L’Inra met au point l’alimentation du futur
Pour répondre individuellement aux besoins nutritionnels des truies gestantes et allaitantes, l’Inra travaille à la mise au point d’un outil d’aide à la décision applicable en élevage.
Pour répondre individuellement aux besoins nutritionnels des truies gestantes et allaitantes, l’Inra travaille à la mise au point d’un outil d’aide à la décision applicable en élevage.
Imaginez un appareil qui détermine précisément les besoins de chaque truie pour ses besoins d’entretien, de reconstitution des réserves, pour sa production laitière en maternité, et pour sa croissance si c’est une cochette. À partir de ces besoins, il calcule automatiquement la composition de l’aliment et la quantité qu’il doit alors lui distribuer. C’est le système que tente de mettre en place une équipe de chercheurs de l’Inra, associés à leurs homologues québécois du CDPQ (1). « Tous les équipements nécessaires sont aujourd’hui disponibles dans le commerce », souligne Jean-Yves Dourmad, chercheur à l’Inra Agrocampus Ouest. Mais leur mode d’emploi n’existe pas encore. De la théorie à la réalisation pratique, beaucoup de travail reste encore à faire.
Une variabilité importante des besoins entre les truies
Comme base de travail, les chercheurs disposent d’Inraporc, un outil d’analyse des performances et d’évaluation des stratégies alimentaires appliquées en élevage dont la première version a été mise à disposition des nutritionnistes en 2006. Grâce à cet outil, l’utilisateur peut savoir comment les nutriments apportés par l’aliment sont valorisés par l’animal. Cependant, les besoins nutritionnels sont établis sur la base des performances moyennes du troupeau, et non à l’échelle individuelle. Or, il existe une variabilité importante des besoins entre les truies. « Cette variabilité peut être prise en compte pour les truies en lactation en utilisant les données disponibles en élevage à la mise bas (rang de portée, poids et épaisseur de lard dorsal, taille et poids de la portée) pendant la lactation (adoptions, mortalités de porcelets, consommations journalières de la truie) et au sevrage (taille et poids de portée) », indique Charlotte Gaillard, qui a cosigné une publication sur ce sujet aux dernières journées de la recherche porcine. Pour les truies gestantes, l’activité physique (mesurée par des accéléromètres, voir Réussir Porc avril 2019 page 28) et le logement (type de sol et température de la salle) sont également intégrés au calcul de la ration.

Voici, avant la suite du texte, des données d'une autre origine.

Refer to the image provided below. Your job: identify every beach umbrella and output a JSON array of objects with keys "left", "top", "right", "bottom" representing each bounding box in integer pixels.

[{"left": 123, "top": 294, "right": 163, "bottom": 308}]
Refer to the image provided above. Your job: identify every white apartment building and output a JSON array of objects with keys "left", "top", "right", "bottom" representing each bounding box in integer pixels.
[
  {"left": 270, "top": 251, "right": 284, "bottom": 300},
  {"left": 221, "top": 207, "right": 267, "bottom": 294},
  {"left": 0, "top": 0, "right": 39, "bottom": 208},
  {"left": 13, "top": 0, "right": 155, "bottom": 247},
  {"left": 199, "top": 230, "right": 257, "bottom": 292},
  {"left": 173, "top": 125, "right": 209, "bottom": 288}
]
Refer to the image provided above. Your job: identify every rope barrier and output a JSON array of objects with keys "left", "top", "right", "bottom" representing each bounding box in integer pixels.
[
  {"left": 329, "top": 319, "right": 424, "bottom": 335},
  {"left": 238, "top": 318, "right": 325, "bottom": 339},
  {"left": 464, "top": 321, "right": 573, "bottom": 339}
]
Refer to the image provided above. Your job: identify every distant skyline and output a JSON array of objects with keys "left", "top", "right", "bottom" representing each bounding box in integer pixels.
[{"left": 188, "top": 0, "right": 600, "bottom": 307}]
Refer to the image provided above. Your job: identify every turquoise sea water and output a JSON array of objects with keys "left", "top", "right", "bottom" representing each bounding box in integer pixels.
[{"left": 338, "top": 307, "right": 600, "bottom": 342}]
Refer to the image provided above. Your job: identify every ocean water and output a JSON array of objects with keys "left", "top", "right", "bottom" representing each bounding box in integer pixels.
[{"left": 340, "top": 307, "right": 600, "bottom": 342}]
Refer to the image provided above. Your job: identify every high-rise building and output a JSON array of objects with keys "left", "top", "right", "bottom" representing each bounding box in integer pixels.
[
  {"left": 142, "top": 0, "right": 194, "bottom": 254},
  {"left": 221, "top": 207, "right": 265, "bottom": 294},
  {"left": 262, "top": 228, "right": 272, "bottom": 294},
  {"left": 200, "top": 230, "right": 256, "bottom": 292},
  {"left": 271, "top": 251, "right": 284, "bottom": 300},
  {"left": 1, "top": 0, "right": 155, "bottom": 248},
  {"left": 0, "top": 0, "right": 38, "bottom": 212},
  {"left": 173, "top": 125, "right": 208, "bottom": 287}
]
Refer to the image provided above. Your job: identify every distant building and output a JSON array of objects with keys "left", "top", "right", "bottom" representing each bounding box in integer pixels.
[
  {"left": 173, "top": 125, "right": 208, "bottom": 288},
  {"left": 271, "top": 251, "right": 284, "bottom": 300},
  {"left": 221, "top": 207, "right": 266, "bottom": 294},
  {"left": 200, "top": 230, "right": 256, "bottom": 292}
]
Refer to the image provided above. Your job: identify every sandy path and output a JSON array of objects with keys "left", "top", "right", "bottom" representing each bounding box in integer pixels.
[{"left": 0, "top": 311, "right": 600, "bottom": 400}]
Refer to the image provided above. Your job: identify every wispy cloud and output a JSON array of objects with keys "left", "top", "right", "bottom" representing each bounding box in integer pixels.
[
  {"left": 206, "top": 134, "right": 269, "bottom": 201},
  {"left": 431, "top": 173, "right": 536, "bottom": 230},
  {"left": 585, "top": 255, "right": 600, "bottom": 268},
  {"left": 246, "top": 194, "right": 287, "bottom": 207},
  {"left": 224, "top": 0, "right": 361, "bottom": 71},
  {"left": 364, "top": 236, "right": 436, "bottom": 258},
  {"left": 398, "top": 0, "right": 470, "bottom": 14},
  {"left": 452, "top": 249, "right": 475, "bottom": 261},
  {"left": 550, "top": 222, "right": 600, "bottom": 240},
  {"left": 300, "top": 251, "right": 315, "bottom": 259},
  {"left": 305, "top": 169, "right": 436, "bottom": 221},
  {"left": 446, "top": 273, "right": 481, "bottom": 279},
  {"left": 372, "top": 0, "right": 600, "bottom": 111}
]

Le principe de fonctionnement imaginé par l’Inra repose sur l’élaboration d’un système d’aide à la décision (un programme informatique) qui pilote les appareils de distribution individuelle d’aliment. Le système utilise l’historique des informations relatives à la truie (performances et caractéristiques sur l’ensemble de sa carrière) ainsi que les données générales spécifiques à l’élevage. Ces données peuvent être renseignées soit par l’éleveur (GTTT), soit par des capteurs (température…). Les besoins de chaque truie sont calculés quotidiennement. Dans un premier temps, le système quantifie l’énergie nécessaire, ainsi que les acides aminés et les minéraux. Il détermine ensuite la quantité et la composition de la ration à distribuer. Cette ration est préparée en mélangeant les différents aliments disponibles dans l’appareil de distribution.
25 % d’apports protéiques en moins
« Ces systèmes d’alimentation de précision constituent une stratégie gagnant-gagnant, permettant à la fois d’améliorer la couverture des besoins énergétiques, azotés et minéraux des truies, tout en réduisant les apports alimentaires et les rejets par les animaux », estime Jean-Yves Dourmad. En comparaison avec une alimentation conventionnelle, le chercheur a démontré une réduction de 25 % des apports en protéines et en lysine en gestation. « De plus, une proportion plus élevée de truies avait leurs besoins couverts en fin de gestation, notamment les plus jeunes. »
L’Inra a récemment équipé son élevage expérimental de Saint Gilles d’alimentateurs individuels en gestation (Gestal 3G) et en lactation (Gestal Quattro). Les appareils sont alimentés par deux chaînes permettant de travailler simultanément en mélange de deux aliments qui diffèrent par leurs teneurs en nutriments. « Ces installations vont nous permettre de tester l’alimentation de précision en conditions réelles. Nous allons également évaluer son intérêt économique, en intégrant notamment la formulation au moindre coût pour élaborer les aliments qui constituent la ration », précise Jean-Yves Dourmad. Ces travaux sont menés dans le cadre du projet européen Feed-a-Gene auquel participe également l’Ifip et d’autres organismes de recherche européen. Une restitution finale des travaux est prévue fin 2020 à Rennes.